Peserta KBN IX Puji Keindahan Alam Parmout


.
Sumber: Humas pemkab parmout

PESERTA Kemah Budaya (KBN) IX mengikuti Jelajah Sejarah di Bukit PMK, Kamis (20/9/2018) siang. Mereke berjalan kaki dari lokasi kemah di dusun Kayu Bura hingga ke Tugu Parigi Moutong Mutiara Khatulistiwa (PMK) yang berlokasi di bukit dusun Kayu Bura Desa Pelawa Baru Kecamatan Parigi Tengah Kabupaten Parigi Moutong Sulawesi Tengah. Peserta yang tiba di puncak PMK seluruhnya disematkan pita merah putih oleh Panitia.

Di bukit PMK ini, Peserta juga diberikan penjelasan singkat mengenai peristiwa sejarah perjuangan Tombolotutu ketika mengusir penjajah Belanda dari tanah Parigi Moutong yang disampaikan tim penulis buku bara perlawanan di Teluk Tomini, perjuangan Tombolotutu melawan Belanda dari Universitas Tadulako.

Sejumlah peserta yang berjalan ke puncak PMK mengaku terkesan dengan keindahan alam Kabupaten Parigi Moutong. Dari tempat itu mereka bisa melihat pemandangan alam Parigi Moutong "Kami sangat terkesan dengan tempat ini. Parigi Moutong benar benar menyimpan pesona alam yang indah," kata Rauda, salah peserta KBN dari Kwarda Pramuka Provinsi Kalimantan Selatan.

Pengakuan yang sama juga diungkapkan, Arifin Kasanova peserta KBN dari Provinsi Aceh. Ia mengaku terkesan, tidak hanya keindahan alamnya, namun Parigi Moutong juga banyak menyimpan jejak sejarah, seperti Lumpang batu yang beada di Dusun Jati Luwih. Desa Catur Karya Kecamatan Balinggi. “Selama mengikuti KBN saya dan teman teman banyak memperoleh pengalaman menarik, mulai dari keindahan alamnya yang mempesona, di Parigi Moutong saya juga menyaksikan langsung salah satu peninggalan sejarah yaitu Lumpang batu, kemarin kami diajak Panitia kesana,”tutur Arifin di bukit PMK.

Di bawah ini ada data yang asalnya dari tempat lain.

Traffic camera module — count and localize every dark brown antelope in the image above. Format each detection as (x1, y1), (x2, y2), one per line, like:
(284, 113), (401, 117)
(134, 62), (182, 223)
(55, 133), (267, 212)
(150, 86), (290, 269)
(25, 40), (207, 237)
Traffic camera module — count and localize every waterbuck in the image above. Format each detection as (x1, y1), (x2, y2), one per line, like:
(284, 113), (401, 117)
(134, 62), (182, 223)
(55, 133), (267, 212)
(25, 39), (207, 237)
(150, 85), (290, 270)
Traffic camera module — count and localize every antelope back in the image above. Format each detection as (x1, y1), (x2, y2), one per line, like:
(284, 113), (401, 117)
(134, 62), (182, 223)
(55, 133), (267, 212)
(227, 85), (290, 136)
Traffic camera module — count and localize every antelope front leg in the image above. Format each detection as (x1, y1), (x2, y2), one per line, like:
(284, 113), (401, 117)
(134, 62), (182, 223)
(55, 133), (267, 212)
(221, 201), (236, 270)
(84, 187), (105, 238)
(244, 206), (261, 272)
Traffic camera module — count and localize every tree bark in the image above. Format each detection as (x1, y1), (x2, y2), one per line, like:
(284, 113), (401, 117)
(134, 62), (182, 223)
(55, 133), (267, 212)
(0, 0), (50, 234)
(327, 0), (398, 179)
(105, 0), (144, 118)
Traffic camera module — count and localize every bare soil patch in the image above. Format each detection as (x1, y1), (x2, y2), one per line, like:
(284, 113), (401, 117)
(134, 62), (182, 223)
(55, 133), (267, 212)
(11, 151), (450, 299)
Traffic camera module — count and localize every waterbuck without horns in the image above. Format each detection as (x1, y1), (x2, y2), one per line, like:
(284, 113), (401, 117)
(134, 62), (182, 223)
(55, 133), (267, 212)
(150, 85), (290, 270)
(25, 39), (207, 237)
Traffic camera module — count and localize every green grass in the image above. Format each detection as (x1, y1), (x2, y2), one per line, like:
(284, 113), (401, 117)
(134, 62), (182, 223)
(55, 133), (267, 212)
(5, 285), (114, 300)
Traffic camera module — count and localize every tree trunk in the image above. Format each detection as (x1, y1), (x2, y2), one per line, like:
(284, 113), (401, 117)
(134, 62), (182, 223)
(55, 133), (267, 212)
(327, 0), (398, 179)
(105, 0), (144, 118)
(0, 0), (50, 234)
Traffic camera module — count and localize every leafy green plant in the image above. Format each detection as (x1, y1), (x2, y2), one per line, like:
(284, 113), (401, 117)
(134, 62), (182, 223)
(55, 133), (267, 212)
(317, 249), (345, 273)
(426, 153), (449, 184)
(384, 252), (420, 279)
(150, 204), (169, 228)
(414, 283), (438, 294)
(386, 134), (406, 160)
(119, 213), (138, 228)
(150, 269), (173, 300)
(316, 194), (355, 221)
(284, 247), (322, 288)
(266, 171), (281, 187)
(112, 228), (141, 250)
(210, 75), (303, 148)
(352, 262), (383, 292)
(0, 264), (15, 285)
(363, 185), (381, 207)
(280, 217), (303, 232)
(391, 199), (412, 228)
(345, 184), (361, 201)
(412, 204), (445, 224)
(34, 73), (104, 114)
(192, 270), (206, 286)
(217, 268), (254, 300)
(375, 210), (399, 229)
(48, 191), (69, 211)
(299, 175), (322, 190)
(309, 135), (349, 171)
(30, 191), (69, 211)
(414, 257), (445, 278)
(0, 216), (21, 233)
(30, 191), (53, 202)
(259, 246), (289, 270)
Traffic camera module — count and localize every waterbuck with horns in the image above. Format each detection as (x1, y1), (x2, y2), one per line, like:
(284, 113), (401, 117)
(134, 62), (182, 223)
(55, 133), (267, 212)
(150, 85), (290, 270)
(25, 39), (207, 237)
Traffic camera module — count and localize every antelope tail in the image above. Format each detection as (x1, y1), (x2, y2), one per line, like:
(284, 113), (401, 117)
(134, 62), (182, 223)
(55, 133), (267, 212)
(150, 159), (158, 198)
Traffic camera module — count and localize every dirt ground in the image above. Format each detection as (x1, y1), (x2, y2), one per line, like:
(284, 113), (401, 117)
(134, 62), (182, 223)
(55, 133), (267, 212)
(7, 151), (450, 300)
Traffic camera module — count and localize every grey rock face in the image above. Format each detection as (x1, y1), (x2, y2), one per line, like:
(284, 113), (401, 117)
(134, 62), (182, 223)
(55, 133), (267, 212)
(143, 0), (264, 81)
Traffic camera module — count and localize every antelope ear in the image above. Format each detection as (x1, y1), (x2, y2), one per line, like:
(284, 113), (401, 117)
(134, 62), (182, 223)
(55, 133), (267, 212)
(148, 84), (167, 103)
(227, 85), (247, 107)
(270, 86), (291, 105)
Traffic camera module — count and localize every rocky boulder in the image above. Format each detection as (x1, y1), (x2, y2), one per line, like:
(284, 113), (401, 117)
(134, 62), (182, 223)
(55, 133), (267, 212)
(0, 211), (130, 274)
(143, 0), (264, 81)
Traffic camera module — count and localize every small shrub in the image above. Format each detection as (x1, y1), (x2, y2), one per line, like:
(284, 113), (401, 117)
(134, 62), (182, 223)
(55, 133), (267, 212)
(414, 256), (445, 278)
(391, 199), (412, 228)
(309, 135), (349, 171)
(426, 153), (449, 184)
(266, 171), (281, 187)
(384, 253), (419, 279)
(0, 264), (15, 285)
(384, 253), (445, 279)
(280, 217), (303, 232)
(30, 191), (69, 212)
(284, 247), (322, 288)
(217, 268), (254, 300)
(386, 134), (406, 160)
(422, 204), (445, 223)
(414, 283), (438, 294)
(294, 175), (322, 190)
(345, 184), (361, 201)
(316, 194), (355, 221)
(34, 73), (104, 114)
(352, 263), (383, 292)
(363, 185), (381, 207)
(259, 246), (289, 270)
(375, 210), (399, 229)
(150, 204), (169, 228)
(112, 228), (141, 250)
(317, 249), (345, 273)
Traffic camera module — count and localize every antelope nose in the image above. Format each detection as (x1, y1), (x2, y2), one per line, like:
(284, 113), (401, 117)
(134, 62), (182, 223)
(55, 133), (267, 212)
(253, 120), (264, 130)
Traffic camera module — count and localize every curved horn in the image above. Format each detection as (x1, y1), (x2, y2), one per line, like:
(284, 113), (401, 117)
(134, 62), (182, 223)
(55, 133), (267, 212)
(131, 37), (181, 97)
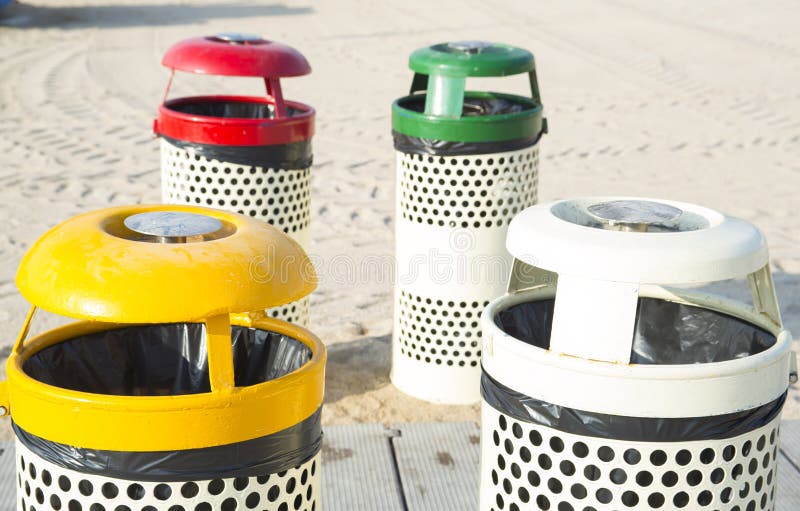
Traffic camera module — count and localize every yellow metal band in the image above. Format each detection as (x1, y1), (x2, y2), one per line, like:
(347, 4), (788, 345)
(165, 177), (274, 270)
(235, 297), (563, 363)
(5, 315), (325, 452)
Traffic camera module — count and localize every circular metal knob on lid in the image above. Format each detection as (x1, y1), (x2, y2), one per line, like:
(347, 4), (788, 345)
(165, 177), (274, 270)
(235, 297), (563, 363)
(587, 200), (683, 232)
(447, 41), (493, 53)
(209, 32), (267, 44)
(124, 211), (223, 243)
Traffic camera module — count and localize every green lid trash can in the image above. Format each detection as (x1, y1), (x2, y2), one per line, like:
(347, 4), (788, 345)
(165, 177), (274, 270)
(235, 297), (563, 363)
(392, 41), (547, 404)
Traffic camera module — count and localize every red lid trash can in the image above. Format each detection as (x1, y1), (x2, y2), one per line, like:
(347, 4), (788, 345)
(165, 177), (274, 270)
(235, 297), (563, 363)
(153, 33), (315, 326)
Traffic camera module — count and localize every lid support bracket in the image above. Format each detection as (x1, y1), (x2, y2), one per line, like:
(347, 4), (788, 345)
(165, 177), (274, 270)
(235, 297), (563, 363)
(206, 314), (236, 392)
(264, 77), (286, 119)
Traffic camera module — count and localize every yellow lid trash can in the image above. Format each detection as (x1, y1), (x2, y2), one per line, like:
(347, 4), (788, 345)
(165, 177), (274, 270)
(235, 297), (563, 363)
(0, 205), (325, 511)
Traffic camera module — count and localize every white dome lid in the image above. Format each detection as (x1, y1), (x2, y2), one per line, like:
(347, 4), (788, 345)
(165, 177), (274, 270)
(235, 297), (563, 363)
(506, 197), (769, 284)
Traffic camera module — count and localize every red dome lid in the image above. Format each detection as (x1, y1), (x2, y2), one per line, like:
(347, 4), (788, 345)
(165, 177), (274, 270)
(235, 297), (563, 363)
(161, 33), (311, 78)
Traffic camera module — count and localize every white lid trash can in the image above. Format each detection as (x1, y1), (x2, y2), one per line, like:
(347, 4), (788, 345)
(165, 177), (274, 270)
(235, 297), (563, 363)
(480, 198), (797, 511)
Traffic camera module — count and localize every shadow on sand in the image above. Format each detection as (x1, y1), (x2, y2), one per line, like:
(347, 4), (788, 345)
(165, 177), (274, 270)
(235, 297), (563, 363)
(0, 2), (313, 30)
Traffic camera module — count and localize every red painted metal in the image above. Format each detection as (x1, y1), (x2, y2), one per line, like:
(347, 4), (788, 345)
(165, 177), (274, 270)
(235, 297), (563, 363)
(161, 36), (311, 78)
(153, 96), (315, 146)
(153, 34), (315, 146)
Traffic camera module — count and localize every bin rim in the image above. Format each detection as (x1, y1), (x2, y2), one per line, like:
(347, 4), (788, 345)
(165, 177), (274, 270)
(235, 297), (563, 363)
(506, 196), (769, 284)
(392, 91), (544, 142)
(481, 285), (792, 417)
(16, 204), (317, 323)
(153, 95), (316, 146)
(6, 314), (327, 452)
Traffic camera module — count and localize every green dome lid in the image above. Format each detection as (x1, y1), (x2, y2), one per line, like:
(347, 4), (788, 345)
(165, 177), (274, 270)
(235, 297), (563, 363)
(408, 41), (534, 77)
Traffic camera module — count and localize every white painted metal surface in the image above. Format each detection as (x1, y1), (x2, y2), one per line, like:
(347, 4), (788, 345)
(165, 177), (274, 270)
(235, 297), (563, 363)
(161, 139), (311, 327)
(481, 287), (794, 417)
(16, 442), (321, 511)
(0, 421), (800, 511)
(480, 197), (796, 511)
(480, 404), (779, 511)
(391, 145), (539, 404)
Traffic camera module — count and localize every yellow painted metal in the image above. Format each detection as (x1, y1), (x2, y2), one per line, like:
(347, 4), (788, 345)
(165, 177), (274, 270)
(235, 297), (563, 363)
(17, 205), (317, 323)
(0, 381), (11, 417)
(5, 314), (325, 452)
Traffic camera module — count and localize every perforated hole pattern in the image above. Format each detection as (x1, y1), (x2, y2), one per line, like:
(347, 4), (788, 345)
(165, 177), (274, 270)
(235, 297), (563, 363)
(161, 139), (311, 326)
(397, 144), (539, 229)
(397, 291), (489, 367)
(481, 402), (780, 511)
(16, 442), (320, 511)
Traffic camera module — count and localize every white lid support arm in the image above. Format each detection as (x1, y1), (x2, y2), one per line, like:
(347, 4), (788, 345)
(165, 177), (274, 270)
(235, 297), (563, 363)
(550, 275), (639, 364)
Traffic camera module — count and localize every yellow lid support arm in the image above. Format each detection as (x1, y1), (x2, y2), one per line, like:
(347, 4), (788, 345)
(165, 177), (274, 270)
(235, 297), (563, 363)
(206, 314), (236, 392)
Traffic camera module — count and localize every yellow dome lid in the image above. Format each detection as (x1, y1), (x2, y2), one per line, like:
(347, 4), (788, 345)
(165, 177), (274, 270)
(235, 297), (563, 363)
(17, 205), (317, 323)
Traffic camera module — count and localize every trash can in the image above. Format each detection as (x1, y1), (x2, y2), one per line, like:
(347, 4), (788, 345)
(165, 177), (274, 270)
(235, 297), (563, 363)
(391, 41), (546, 404)
(0, 205), (325, 511)
(480, 198), (797, 511)
(153, 33), (315, 326)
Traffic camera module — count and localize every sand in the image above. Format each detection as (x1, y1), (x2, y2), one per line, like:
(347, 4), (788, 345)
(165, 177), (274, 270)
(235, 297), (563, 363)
(0, 0), (800, 440)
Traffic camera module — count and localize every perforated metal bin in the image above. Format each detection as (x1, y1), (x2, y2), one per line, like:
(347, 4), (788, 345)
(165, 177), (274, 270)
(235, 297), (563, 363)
(154, 33), (315, 326)
(0, 206), (325, 511)
(480, 198), (797, 511)
(391, 42), (546, 404)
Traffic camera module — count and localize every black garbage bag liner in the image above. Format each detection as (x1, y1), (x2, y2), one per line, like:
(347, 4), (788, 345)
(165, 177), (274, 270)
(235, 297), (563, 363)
(495, 298), (777, 365)
(162, 98), (313, 170)
(392, 94), (543, 156)
(14, 323), (322, 481)
(481, 370), (786, 442)
(23, 323), (311, 396)
(166, 98), (304, 119)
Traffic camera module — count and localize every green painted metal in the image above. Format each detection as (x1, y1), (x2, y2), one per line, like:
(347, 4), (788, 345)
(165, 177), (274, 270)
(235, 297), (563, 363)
(392, 41), (546, 142)
(392, 92), (544, 142)
(408, 41), (534, 78)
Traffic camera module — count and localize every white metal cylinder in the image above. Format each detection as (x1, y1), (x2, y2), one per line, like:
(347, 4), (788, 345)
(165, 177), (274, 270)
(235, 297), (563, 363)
(480, 287), (793, 511)
(480, 197), (796, 511)
(16, 441), (322, 511)
(161, 138), (311, 327)
(391, 144), (539, 404)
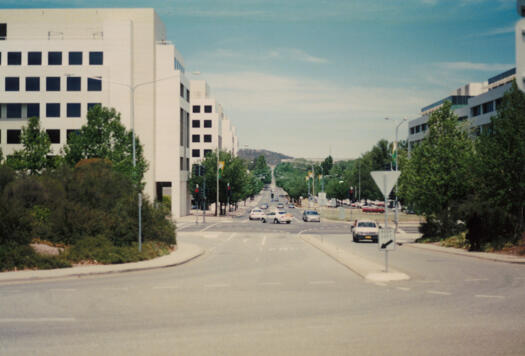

Peserta lainnya adalah Azizah, anggota penggalang pramuka dari Provinsi Kalimantan utara ini mengaku merasakan tantangan yang luar biasa ketika berjalan kaki menuju bukit PMK. “Jalan yang sangat menanjak menuju ke bukit PMK ini merupakan tantangan tersendiri bagi kami. Ini sangat menggembleng mental kami bagaimana menjadi seorang anggota pramuka yang tangguh,” katanya.   
  
“Bagi kami ini pengalaman yang sangat menantang dan mengesankan. Selama kegiatan ini kami busa memiliki banyak teman dari berbagai daerah di Indonesia. Saya dan teman teman merasa senang berada di daerah ini, mulai dari keramahan masyarakatnya sampai keindahan alamnya semua sangat mengesankan bagi kami.”ungkap Ibnu Sahrul Ramadhan, peserta KBN dari Provinsi Sulawesi Tenggara.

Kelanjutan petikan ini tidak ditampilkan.